As at March 12, the World Health Organization (WHO) confirmed that the coronavirus COVID-19 outbreak had become a pandemic. This came at a time when the Australian government had announced a stimulus package to cushion against economic collapse of the economy.

In line with this, the Insurance Council of Australia (ICA) also announced that the worsening COVID-19 epidemic in Australia would turn into an “insurance catastrophe”.

Outside of Australia, the disease has continued to savage global economies, leaving businesses and governments counting major losses. No doubt, the economic impact of coronavirus is huge, and the evidence of the disease’s devastation wreaking global markets climbed on Tuesday 10th as activity surveys for the month of March indicated record falls for Australia and Japan, with surveys in the United States and Europe expected to be just as shattering.

While the information concerning this issue remains scanty, the fact that the coronavirus outbreak in Australia continues to increase and in its initial stages, the ICA only issued a classification of the virus and some useful information.

According to the Council, the virus and its implications are ‘catastrophic’ for not just the economy but the insurance sector as well. The Council further stated that the extent of losses and claims in relation to the impact of coronavirus was uncertain at this juncture but revealed that an insurance sector taskforce had been constituted to ensure the accuracy of claims data being captured by the sector and that the position of insurers on the new virus is well understood by stakeholders.

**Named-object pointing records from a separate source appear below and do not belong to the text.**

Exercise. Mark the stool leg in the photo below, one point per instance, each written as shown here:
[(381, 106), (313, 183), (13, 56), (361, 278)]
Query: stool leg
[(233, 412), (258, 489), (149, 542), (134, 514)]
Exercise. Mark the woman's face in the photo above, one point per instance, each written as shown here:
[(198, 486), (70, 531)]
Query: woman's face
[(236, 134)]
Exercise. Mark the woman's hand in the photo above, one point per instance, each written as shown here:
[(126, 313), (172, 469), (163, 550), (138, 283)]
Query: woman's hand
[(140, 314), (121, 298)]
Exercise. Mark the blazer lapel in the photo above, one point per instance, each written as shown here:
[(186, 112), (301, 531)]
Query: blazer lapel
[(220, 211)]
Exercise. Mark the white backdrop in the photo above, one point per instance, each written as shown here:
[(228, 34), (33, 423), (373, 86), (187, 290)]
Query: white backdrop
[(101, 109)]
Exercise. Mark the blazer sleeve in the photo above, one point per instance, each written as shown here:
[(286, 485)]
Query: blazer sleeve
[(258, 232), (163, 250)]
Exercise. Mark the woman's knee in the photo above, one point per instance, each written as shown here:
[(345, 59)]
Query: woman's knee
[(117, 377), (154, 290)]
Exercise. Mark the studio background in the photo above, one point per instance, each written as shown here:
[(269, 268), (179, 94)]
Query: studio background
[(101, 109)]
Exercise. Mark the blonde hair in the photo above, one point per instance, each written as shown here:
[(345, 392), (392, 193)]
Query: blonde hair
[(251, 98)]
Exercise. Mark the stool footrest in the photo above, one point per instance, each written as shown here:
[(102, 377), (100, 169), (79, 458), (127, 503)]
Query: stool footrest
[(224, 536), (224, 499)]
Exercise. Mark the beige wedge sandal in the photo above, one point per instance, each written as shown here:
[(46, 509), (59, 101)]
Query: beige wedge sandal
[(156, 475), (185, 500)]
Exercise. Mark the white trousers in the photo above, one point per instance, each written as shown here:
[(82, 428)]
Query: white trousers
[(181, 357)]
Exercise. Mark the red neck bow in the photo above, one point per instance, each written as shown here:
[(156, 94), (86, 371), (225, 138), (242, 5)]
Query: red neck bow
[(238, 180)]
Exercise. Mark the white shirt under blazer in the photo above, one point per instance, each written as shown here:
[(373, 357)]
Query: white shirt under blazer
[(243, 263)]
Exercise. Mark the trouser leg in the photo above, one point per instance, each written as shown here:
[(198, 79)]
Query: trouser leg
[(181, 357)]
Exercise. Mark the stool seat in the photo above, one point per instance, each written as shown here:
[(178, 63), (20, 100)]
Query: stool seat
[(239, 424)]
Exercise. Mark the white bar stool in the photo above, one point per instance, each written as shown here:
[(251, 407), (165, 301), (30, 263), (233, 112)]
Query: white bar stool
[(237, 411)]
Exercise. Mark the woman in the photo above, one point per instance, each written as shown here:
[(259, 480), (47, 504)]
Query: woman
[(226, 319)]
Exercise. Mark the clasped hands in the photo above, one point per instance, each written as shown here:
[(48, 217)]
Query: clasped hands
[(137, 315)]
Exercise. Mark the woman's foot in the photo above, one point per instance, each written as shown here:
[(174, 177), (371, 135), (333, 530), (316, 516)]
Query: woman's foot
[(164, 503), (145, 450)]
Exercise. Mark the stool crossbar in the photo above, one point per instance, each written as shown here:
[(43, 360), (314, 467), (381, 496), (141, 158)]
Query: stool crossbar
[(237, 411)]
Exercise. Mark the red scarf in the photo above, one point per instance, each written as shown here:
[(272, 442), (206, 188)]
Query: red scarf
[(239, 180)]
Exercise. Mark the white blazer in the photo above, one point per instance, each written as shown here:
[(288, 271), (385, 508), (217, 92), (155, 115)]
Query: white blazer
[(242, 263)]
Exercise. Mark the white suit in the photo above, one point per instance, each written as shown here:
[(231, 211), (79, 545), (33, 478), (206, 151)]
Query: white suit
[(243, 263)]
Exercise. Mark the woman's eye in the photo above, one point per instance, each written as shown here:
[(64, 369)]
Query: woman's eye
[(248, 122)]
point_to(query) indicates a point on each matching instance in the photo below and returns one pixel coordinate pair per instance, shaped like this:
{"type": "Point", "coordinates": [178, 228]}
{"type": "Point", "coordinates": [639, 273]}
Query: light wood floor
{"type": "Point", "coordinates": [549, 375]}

The ICA also provided additional information to give clarity on the policy that covers the virus, though issues related to travel and or business interruption insurance were to receive more priority.

“Most travel insurance policies have exclusions for outbreaks of infectious diseases, pandemics, epidemics and/or known events that could lead to a claim,” the ICA statement read in part. “Travel insurance policies purchased after COVID-19 became a known event are unlikely to cover travellers who are overseas or who are yet to travel for coronavirus-related expenses.”

Business Disruptions Would Be Equally Difficult To Claim

It was recently discovered that it is challenging for Aussies to make a claim on things unlikely to happen on the company’s actual premises.

Insurance policies for losses as a result of infection and accompanying effects rarely include things far-fetched from incidents within or in close proximity to the business premise.

Storm Assist can confidently report that Martin Miller, the director and global head at Crawford Forensic Accounting Services confirmed the facts in this thesis as true and reliable.

“General excess can sometimes cover other locations,” he stated. “But generally speaking, for infectious disease cover, that infection has to occur on the premises itself to apply.”